Clean, green, Coast?
Thousands of pieces of rubbish wash up on the beach at Tikapa— where the Waiapu River meets the Pacific Ocean — every time there is heavy rain on the East Coast, locals say.
Tikapa road resident Graeme Atkins, his whanau and people from Te Whakaoratia o te Mana o Waiapu Project cleaned up half of the beach on Thursday.
The rubbish washed up after heavy rain hit the East Coast two weeks ago.
“Whenever there is a heavy rain warning I think about how much rubbish will wash up on the beach,” Mr Atkins said.
“My whanau and I have been tidying up this beach for more than 20 years. It pisses me off that this happens.”
Mr Atkins and his whanau went to the beach before low tide at 8am this week to start cleaning up as much as they could.
At about 9.30 a crew from Te Whakaoratia o te Mana o Waiapu Project showed up with a roll of 50 black rubbish bags, ready to help.
“Fifty black rubbish bags weren't enough to clean our beach,” said Mr Atkins.
“We had to empty each bag many times and refill them over and over again.
“If we didn't have the crew helping us my whanau and I would have spent the next six or more weekends tidying the beach. I can't thank them enough.”

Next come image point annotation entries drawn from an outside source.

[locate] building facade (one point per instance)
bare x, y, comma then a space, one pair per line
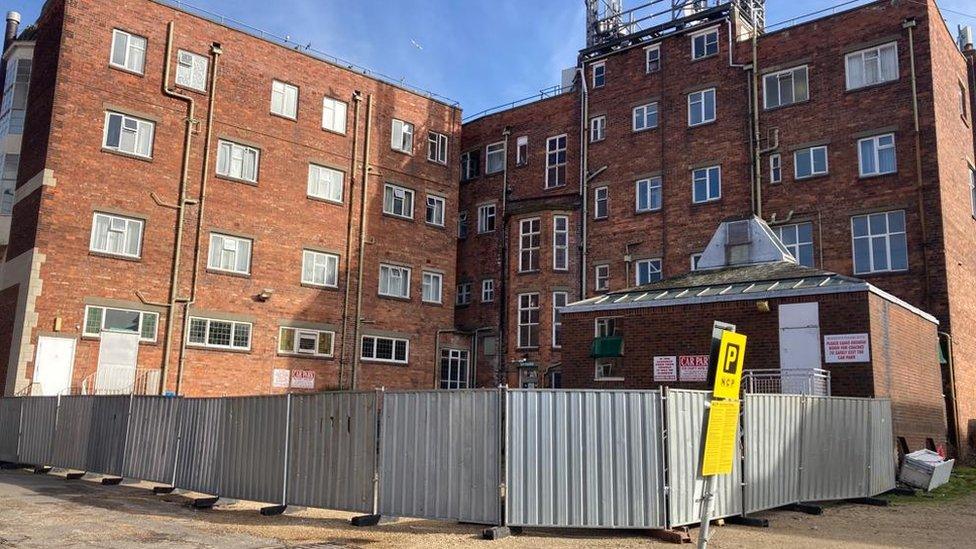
851, 135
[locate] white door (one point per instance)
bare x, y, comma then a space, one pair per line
53, 364
799, 346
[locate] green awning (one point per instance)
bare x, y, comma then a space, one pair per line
607, 347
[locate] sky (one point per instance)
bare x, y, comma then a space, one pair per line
480, 53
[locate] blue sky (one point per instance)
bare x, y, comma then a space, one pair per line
480, 53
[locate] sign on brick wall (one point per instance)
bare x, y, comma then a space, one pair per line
847, 348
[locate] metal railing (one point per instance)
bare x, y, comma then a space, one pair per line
775, 381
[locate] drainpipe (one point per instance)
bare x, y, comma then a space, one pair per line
909, 25
357, 98
362, 244
215, 52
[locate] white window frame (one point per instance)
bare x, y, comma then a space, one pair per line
432, 283
141, 125
390, 208
876, 152
404, 274
287, 96
85, 332
328, 262
223, 240
811, 151
300, 333
125, 233
700, 108
233, 332
129, 47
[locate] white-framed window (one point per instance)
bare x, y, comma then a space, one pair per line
798, 239
401, 136
334, 115
435, 210
645, 117
872, 66
530, 234
598, 128
559, 299
647, 271
305, 342
191, 70
237, 161
876, 155
704, 43
394, 350
394, 281
463, 296
437, 147
706, 184
599, 74
230, 254
522, 150
652, 59
486, 218
648, 195
775, 168
601, 202
880, 243
810, 162
284, 99
556, 161
320, 268
99, 318
454, 369
398, 201
470, 165
325, 183
487, 290
128, 134
116, 235
701, 107
432, 287
128, 51
528, 321
786, 87
560, 243
495, 158
219, 334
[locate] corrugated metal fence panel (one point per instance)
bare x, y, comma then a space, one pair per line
10, 429
106, 439
882, 448
685, 434
772, 434
38, 418
253, 447
198, 453
584, 459
71, 432
439, 455
836, 448
332, 451
150, 446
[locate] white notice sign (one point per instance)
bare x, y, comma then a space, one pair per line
847, 348
665, 368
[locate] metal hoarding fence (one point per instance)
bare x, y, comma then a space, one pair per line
584, 459
332, 448
150, 445
685, 420
254, 439
440, 455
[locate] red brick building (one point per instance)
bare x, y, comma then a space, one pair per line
231, 205
850, 134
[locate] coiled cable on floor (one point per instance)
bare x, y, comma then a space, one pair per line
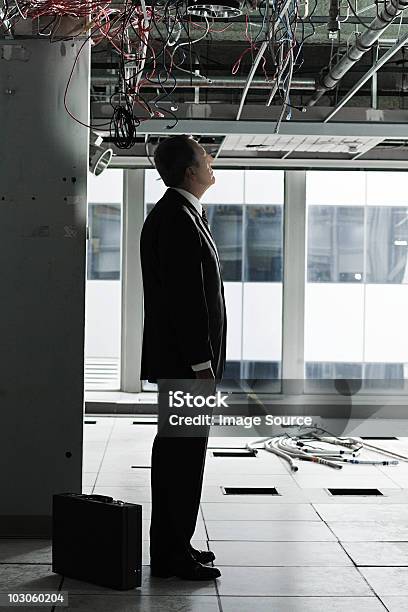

“It was an emotional day for me when the brothers and sisters showed up. People comment on Facebook, saying they will help, but they never show up.”
All of the rubbish was locally-derived, Mr Atkins said.
“If people don't believe this is happening then the best thing they can do is come and help and I'll show them. There is rubbish dumped along State Highway 35 and down banks near the Waiapu River.
“People think the East Coast is this untouched, pristine place . . . it's not.”
Mr Atkins said he was at a loss as to why people dumped rubbish.
“There's no excuse for this”.
The rubbish collected on the beach at Tikapa was taken to the Waiapu landfill and disposed of at no charge.
Gisborne District Council offered gloves, sanitiser, bags and masks for the clean-up.
Those cleaning the beach collected over 4000 plastic bottles by lunchtime, then gave up counting.
They also picked up 73 pole sleeves, 56 tyres, 12 nine-kilogram gas bottles, more than 700 Steinlager bottles, and 86 20-litre containers — some with transmission oil, diesel and petroleum products still inside.
Single-use plastics were the most common rubbish on the beach.
“By educating children about the impacts of rubbish on the environment we can create generational change to stop this from happening,” Mr Atkins said.